Macroautophagy (hereafter referred to as autophagy) is a prosurvival mechanism for the clearance of damaged cellular components, specifically related to exposure to various stressors such as starvation, excessive ethanol intake, and chemotherapy. This editorial reviews and comments on an article by Zhao et al, to be published in World J Gastrointestinal Oncology in 2024. Based on various molecular biology methodologies, they found that human β-defensin-1 reduced the proliferation of colon cancer cells, which was associated with the inhibition of the mammalian target of rapamycin, resulting in autophagy activation. The activation of autophagy is evidenced by increased levels of Beclin1 and LC3II/I proteins and mediated by the upregulation of long non-coding RNA TCONS_00014506. Our study discusses the impact of autophagy activation and mechanisms of autophagy, including autophagic flux, on cancer cells. Additionally, we emphasize the importance of describing the detailed methods for isolating long noncoding RNAs TCONS_00014506. Our review will benefit the scientific community and improve the overall clarity of the paper.

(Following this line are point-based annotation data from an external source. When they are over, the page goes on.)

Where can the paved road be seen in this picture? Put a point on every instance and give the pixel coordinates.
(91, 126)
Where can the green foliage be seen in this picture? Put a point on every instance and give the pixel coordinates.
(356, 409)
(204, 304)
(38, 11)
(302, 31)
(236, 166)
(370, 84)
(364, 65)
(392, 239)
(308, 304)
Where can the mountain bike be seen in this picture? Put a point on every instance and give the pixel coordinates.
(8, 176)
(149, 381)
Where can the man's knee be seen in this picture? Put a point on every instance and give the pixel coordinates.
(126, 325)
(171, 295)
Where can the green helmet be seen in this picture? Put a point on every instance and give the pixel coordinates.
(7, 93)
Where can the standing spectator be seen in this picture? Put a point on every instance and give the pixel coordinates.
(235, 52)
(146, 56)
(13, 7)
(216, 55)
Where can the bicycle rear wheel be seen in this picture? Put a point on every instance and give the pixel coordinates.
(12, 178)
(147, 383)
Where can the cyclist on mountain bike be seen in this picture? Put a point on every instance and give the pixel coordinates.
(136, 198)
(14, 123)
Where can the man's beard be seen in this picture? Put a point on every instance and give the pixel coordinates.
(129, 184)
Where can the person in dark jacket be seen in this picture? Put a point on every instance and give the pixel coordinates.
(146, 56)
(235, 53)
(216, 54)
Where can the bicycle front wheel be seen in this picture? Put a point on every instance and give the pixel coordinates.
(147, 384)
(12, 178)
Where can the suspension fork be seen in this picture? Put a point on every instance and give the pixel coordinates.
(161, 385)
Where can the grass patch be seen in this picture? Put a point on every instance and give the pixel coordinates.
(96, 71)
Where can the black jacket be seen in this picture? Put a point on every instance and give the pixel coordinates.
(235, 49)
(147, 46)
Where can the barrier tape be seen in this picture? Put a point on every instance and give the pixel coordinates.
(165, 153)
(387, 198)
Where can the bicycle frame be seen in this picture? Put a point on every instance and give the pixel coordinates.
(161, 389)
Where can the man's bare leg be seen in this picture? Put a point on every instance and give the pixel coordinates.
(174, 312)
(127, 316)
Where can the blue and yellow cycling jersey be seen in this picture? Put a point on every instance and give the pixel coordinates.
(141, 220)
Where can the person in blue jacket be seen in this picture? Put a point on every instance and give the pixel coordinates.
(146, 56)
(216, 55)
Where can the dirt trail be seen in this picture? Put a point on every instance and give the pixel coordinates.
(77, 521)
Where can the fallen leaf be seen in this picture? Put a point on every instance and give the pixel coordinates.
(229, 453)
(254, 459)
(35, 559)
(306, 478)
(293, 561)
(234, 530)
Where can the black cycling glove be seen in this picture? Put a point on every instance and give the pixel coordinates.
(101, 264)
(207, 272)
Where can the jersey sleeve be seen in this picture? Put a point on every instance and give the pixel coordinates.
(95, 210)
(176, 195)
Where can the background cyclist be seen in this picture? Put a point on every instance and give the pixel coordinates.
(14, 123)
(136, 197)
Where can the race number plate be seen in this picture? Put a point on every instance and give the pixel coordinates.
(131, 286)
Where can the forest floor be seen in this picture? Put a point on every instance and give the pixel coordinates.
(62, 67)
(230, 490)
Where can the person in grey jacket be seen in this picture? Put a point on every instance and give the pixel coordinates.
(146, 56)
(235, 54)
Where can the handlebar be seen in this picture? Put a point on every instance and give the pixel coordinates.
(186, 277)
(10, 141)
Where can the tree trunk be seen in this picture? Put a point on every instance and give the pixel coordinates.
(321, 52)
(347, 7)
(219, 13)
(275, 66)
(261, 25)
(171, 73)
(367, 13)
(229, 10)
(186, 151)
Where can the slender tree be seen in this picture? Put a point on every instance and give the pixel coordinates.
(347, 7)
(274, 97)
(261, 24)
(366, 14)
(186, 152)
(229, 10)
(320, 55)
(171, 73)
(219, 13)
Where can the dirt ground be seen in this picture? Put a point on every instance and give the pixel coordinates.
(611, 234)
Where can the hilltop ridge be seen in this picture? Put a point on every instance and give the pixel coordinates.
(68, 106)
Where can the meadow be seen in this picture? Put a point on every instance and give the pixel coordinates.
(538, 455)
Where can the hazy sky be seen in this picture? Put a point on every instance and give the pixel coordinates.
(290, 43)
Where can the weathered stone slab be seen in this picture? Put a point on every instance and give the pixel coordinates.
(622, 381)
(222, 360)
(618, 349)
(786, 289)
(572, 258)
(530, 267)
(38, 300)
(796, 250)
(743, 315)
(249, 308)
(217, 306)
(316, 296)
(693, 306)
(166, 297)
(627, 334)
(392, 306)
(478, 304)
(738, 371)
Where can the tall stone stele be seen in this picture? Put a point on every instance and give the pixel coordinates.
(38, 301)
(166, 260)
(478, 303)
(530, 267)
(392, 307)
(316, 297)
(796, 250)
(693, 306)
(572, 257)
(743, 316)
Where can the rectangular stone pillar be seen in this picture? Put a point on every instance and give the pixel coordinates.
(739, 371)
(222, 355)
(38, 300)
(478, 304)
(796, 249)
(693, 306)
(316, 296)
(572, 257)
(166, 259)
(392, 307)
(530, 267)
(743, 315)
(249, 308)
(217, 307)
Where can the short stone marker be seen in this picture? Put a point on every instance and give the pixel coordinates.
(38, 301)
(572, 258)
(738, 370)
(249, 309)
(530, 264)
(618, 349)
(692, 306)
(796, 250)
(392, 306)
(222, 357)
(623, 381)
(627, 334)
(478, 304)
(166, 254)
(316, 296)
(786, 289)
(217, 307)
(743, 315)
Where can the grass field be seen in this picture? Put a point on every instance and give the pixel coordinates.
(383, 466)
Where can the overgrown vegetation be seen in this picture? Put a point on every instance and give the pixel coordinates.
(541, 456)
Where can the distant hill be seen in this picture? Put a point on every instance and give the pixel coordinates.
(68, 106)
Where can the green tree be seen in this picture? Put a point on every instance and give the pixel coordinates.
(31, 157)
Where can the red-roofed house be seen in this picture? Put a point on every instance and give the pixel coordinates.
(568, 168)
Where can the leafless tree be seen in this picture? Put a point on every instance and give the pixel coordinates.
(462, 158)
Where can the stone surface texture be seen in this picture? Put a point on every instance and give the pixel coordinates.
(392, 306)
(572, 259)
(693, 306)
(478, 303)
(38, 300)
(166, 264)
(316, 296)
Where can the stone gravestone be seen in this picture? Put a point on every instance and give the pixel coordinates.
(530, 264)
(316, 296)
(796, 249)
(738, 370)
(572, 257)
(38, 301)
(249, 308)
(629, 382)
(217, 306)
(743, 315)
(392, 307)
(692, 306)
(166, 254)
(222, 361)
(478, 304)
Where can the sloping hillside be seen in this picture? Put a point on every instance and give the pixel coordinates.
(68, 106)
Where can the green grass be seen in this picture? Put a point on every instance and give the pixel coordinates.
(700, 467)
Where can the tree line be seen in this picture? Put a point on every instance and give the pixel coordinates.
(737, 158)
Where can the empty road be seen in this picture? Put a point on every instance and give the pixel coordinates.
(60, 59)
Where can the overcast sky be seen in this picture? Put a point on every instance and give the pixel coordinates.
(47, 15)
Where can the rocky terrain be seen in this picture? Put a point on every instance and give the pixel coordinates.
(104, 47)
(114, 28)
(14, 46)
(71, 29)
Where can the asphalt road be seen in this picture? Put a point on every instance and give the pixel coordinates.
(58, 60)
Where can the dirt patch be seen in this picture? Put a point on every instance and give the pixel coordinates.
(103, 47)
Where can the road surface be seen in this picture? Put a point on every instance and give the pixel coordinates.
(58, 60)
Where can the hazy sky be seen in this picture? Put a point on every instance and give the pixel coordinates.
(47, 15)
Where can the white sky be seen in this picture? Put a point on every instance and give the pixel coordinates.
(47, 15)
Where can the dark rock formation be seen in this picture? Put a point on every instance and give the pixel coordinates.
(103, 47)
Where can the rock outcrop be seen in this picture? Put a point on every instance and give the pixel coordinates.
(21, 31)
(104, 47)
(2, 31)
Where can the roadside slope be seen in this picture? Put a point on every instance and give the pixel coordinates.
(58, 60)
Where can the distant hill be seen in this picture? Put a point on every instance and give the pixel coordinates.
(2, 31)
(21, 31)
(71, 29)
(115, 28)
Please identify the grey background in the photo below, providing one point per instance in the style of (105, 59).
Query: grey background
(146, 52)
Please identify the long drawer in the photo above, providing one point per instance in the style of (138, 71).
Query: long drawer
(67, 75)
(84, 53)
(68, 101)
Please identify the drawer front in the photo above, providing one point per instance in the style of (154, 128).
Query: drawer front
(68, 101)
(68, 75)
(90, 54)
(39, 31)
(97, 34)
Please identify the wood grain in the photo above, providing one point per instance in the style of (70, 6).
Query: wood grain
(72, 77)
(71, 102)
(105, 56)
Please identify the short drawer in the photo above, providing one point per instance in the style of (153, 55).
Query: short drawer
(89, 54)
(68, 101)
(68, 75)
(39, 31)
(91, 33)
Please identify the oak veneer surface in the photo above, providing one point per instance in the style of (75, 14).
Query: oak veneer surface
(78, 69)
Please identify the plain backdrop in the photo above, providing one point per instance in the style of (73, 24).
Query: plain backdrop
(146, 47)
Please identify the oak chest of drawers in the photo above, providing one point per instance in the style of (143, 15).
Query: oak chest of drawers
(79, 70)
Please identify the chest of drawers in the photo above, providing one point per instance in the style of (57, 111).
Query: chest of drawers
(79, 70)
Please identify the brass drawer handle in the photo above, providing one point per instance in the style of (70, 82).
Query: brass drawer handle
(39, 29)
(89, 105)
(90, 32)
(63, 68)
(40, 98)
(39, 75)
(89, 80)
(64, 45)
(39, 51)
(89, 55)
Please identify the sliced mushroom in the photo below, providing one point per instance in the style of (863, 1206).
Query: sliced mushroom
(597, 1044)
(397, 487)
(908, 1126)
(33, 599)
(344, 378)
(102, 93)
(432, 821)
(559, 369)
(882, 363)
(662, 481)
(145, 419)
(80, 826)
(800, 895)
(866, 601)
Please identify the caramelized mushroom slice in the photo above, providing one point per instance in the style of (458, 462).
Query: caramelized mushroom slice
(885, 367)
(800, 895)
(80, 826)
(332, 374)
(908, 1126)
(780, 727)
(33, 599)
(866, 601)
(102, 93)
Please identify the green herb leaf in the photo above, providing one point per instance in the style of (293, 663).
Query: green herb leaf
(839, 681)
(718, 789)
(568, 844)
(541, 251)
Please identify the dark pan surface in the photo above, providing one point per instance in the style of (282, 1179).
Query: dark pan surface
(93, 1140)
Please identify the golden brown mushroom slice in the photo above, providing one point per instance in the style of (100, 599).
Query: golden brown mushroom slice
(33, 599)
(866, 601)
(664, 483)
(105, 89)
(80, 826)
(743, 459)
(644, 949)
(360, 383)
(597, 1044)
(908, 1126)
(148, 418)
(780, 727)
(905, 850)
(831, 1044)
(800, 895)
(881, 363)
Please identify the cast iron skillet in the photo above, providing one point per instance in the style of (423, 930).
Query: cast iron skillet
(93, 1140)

Keywords: Colon cancer, Human β-defensin-1, Long noncoding RNA, Mammalian target of rapamycin, Autophagy, LC3-II, Beclin-1, Autophagy flux

Core Tip: Autophagy is an essential mechanism for clearing harmful cellular components, specifically upon exposure to various stressors such as chemotherapy. The activation of autophagy in colon cancer cells under human β-defensin-1 treatment is mediated by mammalian target of rapamycin suppression and upregulation of long noncoding RNAs (lncRNA) TCONS_00014506. Targeting this lncRNA could have prognostic, diagnostic, and therapeutic implications in colon cancer.